Monday, December 8, 2014

Beautiful Boy Part II.


It's been an adjustment, to say the least.  Meetings, talks with family and some nights of restless sleep.  I think the hardest thing, to be complety honest is the label that comes with Autism.  The night my wife told me that the school psychologist called, I called my mom.  Sometimes, all I need to hear is her voice.  Calming, reassuring me that it would all be ok.  That Elijah was perfect and it was all in a sovereign God's will for him to be Autistic.  You may think, "how can she say that?", and I'll get to that.  As I told her what the school psychologist had said, I began to sob.  My heart was broken for my little boy.  My beautiful Elijah.  "I know baby.", she said.  "I know it's hard..."

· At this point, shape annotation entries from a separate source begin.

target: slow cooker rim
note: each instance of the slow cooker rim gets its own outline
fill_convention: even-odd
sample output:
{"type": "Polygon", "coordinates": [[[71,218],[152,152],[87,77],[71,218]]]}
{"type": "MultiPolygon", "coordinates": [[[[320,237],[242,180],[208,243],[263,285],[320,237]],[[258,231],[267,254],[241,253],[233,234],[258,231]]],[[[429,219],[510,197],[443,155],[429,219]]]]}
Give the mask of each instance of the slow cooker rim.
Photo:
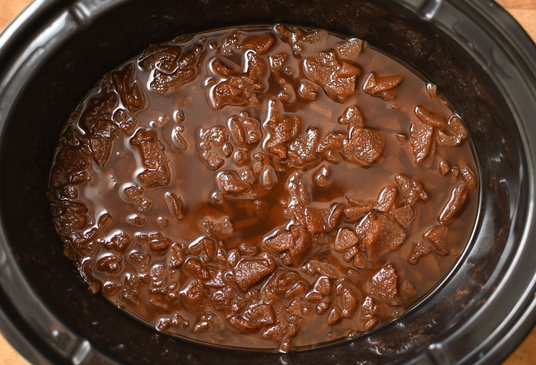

I think God has our best intentions at the very root of what He allows to happen to his people.  The very overly-used-in-most-graduations-verse, Jeremiah 29:11, says, "I know the plans I have for you...plans to prosper you and not to harm you."  But, what if harm is good for us?  What if what looks like God is killing us is actually him saving our lives?  What if like Hosea said, "the breaking of bones" is the best thing at that time?  Sounds like God is mean and that's not what Joel Osteen would preach or write about.

As I sat on the other end of the line with my mom that night and wept, speechless to say the least, I remember her saying, "this is good."  Good?  My son being disabled is good?  She said it with no hesitation in her voice.  You see, my mom knows that Romans 8 says, "and we KNOW that ALL things work together for GOOD...".  All things.  So yes, the good, the bad and my son's autism.  Suffering and the worst news possible should set you free.  If it is not followed by the best news imaginable, then it's only news.  I could sit and wallow and fear the worst for Elijah, but...the best news is that God has good news for me.  

The most liberating part of this whole story with Elijah is me dealing with the label of him being disabled.  We've had some hard days and we've had some days where him and I just talk.  The truth is, I am slave to a facade I want people to see.  I wear a mask of always being fine, when in reality, my heart is broken for my baby boy.  That's freeing, though.  I don't have to hide who I want him to be anymore or try to suppress the fact that something was different about him.  I'm free of faking it for him.  We had to come out and tell everyone the truth and I've come to realize that I was locked in a cage that was open the whole time.  Opened by the best news imaginable.